INDIANAPOLIS — It’s a good time to be Buddy Kofoid.
The 19-year-old native of Penngrove, Calif., is in the midst of, perhaps, the best start to a season he’s ever had in his racing career.
Kofoid has won three of the four outdoor midget races run so far this season — capturing the USAC NOS Energy Drink National Midget Series season opener in Florida in February and sweeping last weekend’s pair of POWRi Lucas Oil National Midget League events at Monarch Motor Speedway in Texas.
The only race he didn’t win was the second half of USAC’s opening weekend at Bubba Raceway Park and he finished third in that 30-lap contest.
As of March 24, Kofoid leads the standings in both USAC and POWRi, a rare moment in national midget racing to see one driver atop both tours’ championship hunts.
While Kofoid plans to remain with USAC and pursue the series title, he couldn’t help but smile when asked his feelings about being the top dog on two different sides of the midget racing spectrum early on in the year.
“It’s cool to look at and appreciate,” Kofoid told Sprint Car & Midget this week, amid a break in late model testing on the West Coast. “We know it probably won’t stay that way, but I at least like it for right now.”
In addition to his early outdoor success this year, Kofoid made the Saturday A-Main during January’s Lucas Oil Chili Bowl Nationals for the second consecutive year.

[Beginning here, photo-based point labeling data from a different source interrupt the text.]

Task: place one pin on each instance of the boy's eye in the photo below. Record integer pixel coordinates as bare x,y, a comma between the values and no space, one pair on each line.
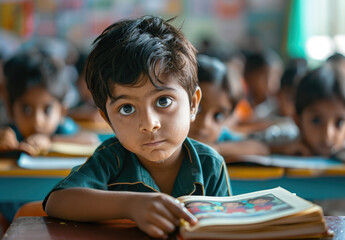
48,109
316,120
339,123
163,102
219,117
127,110
27,110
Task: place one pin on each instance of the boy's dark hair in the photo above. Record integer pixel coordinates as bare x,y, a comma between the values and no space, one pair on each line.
212,70
132,48
27,70
325,82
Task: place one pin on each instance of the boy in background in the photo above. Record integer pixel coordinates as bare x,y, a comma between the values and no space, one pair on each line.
142,74
222,90
35,95
320,114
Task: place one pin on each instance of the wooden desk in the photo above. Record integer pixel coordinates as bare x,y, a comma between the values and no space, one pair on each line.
27,228
49,228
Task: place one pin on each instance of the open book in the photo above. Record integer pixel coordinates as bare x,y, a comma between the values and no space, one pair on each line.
268,214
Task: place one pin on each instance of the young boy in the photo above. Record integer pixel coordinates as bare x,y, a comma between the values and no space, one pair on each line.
142,75
320,113
35,95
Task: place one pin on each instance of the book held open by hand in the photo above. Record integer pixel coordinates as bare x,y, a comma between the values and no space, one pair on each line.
268,214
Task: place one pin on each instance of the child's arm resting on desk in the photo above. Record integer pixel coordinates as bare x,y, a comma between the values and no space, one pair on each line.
9,142
157,214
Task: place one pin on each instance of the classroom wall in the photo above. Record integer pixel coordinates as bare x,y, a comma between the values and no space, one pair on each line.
228,23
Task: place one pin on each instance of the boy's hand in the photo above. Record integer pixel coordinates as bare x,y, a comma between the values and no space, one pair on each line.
40,142
159,214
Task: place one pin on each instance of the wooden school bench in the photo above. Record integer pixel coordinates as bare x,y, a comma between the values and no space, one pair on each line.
27,228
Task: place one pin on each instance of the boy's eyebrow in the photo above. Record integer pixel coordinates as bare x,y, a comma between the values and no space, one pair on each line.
156,90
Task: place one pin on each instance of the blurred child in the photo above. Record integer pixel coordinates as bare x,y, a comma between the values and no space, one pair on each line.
36,93
294,71
320,113
221,92
142,74
282,128
260,83
86,109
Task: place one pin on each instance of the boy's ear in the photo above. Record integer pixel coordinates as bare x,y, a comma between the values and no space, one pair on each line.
195,102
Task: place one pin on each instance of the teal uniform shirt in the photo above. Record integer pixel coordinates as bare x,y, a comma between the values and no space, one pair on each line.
114,168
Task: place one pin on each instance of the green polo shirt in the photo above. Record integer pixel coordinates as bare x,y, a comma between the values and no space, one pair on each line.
112,167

He also won a pair of winged sprint car races in Arizona during the Wild Wing Shootout, against veterans including Tony Stewart and Dominic Scelzi.
Kofoid said those performances laid the groundwork for the success that has followed in USAC and POWRi competition.

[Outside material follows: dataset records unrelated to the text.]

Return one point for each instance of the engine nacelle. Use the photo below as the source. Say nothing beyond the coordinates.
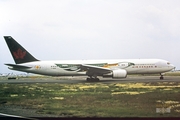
(119, 73)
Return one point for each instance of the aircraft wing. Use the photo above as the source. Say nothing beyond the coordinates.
(18, 66)
(94, 69)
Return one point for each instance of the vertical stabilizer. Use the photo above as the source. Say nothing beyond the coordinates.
(20, 55)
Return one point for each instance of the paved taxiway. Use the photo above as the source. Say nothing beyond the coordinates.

“It’s just been a really consistent start to the year for us so far,” tipped Kofoid. “I do feel like this is one of the best starts to a year I’ve ever had in racing, with the two sprint car wins and then three midget wins already in a field that really does have a lot of parity. When you add to that we had as good of a preliminary as we did at the Chili Bowl, even though Saturday didn’t end well, we were still real fast there and I felt like made a statement that we belonged toward the front. It has just been really good all the way around.
“Jarrett (Martin, crew chief) is one of the smartest people I’ve ever worked with and he goes the extra mile to help me get what I need out of the race car. That makes a difference,” Kofoid added. “Things have just gone our way so far and I kind of feel like this is my year, at least it started that way for me.”

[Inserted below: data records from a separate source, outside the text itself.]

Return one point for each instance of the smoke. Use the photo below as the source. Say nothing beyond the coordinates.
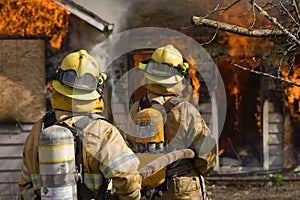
(112, 11)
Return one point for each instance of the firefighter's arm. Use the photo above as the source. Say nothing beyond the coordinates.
(127, 185)
(120, 164)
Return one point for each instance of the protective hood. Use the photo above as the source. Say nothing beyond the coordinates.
(59, 101)
(163, 89)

Kofoid and Martin have worked together since Kofoid began his full-time tenure with KKM in 2020. The pairing has produced 13 victories during that span, including nine POWRi wins and four USAC triumphs.
“He and I just get along really well,” said Kofoid of Martin. “I think him being young and determined, just like I am, works because we want the same things [in racing] so we expect the same things. Him being 24 and me now 19, we communicate well and things are really easy. It’s pretty cool and a lot of fun.
“Things are clicking between us and really, if you kind of watch us closely, we don’t talk a ton at the race track,” Kofoid tipped. “We will for a few minutes when I get out of the car, but then he does his thing and I’m doing my thing and it’s pretty quiet. We’ve found a rhythm that I think works and it shows.”
In addition to his exploits on dirt, Kofoid is testing the waters on pavement.
He’s tested recently with Travis Sharpe and the Racing Dynamiks late model team at South Sound Speedway in Washington, with his competitive debut coming next weekend at the three-eighths-mile paved oval thanks to a brief break in his busy midget calendar.
“It’s been fun to start learning that world,” Kofoid said of late model racing. “It’s definitely different than anything I’ve ever done but I think we’ve clicked together well during testing and I like where we’re headed.
“It’s definitely the next step,” he added, referencing a potential climb up the motorsports ladder.
While the building blocks are being laid for Kofoid’s future, he still has his focus on the present as well, and the task ahead of winning a series title with Keith Kunz/Curb-Agajanian Motorsports this year.
“There’s nothing more, I want than a USAC championship,” said Kofoid. “That’s all working according to plan so far, but there’s a long way to go. We’ve been off to a good start, but there’s more to winning a title than just getting out of the gate quick and we know that.
“We need to perform when it counts and we hope to do just that.”